With its community market initiative, PPS reinvents the public square on an international level.

These days, “community” is a word that for many connotes online relationships instead of block parties and family-owned businesses. In reaction to such insular living, a growing resurgence of individuals are trying to reclaim and rejuvenate shared places. New York–based nonprofit Project for Public Spaces (PPS) was founded 30 years ago to help do just that, running a vast web of programs that includes creating transit projects, public parks, and central squares.

Of its many successful schemes, the one of which we’re most fond is its market project. “A market is a metaphor for opening up the skills and assets of a community into public spaces,” explains PPS president Fred Kent. “All over the world—the market, the bazaar, the souk—they’re the most active and energetic places, where you can find the greatest entrepreneurism.”

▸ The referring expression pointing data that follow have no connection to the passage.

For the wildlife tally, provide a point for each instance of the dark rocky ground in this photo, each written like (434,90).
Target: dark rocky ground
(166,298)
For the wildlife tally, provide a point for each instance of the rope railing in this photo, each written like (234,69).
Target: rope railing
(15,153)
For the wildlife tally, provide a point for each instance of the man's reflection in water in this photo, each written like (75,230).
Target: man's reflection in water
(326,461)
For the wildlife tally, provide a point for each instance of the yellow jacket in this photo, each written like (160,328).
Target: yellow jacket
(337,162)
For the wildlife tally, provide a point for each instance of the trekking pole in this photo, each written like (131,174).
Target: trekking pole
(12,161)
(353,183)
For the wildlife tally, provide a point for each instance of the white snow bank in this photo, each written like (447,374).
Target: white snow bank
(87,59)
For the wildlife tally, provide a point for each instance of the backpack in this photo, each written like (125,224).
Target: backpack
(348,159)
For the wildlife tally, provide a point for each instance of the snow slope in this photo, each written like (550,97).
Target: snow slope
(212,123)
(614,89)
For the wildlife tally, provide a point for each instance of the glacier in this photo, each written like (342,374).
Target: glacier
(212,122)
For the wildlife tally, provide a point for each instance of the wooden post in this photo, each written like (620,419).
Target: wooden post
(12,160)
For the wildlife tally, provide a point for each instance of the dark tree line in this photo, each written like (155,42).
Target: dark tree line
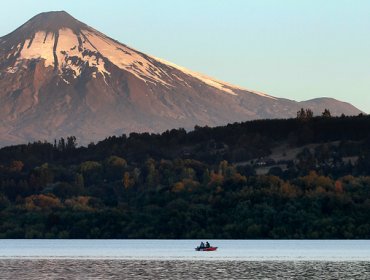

Banding together with transit officials, government leaders, city planners, and local residents, PPS has become adept at facilitating the creation and revitalization of public markets. Over 200 such places across the globe, from Pike Place Market in Seattle to PPS’s newest venture in Serbia, have benefited since the market program began more than 20 years ago. In addition, PPS hosts biannual conferences (including one this year, in October) that teach others how to launch their own community initiatives.

Despite many signs to the contrary, Kent remains a relentless optimist for the future of shared spaces. “What people really want, more than anything, is a place to connect and create chance encounters with others. Everyone loves markets—we just have to find sites for them to occur.”

When asked if he has a predilection for a particular market, Kent at first gracefully demurs. After a few minutes, however, he eagerly remembers that “they have the best blueberry pie at the Granville Island market in Vancouver, B.C. I try to get there once or twice a year, and I have that pie for breakfast, lunch, and dinner.”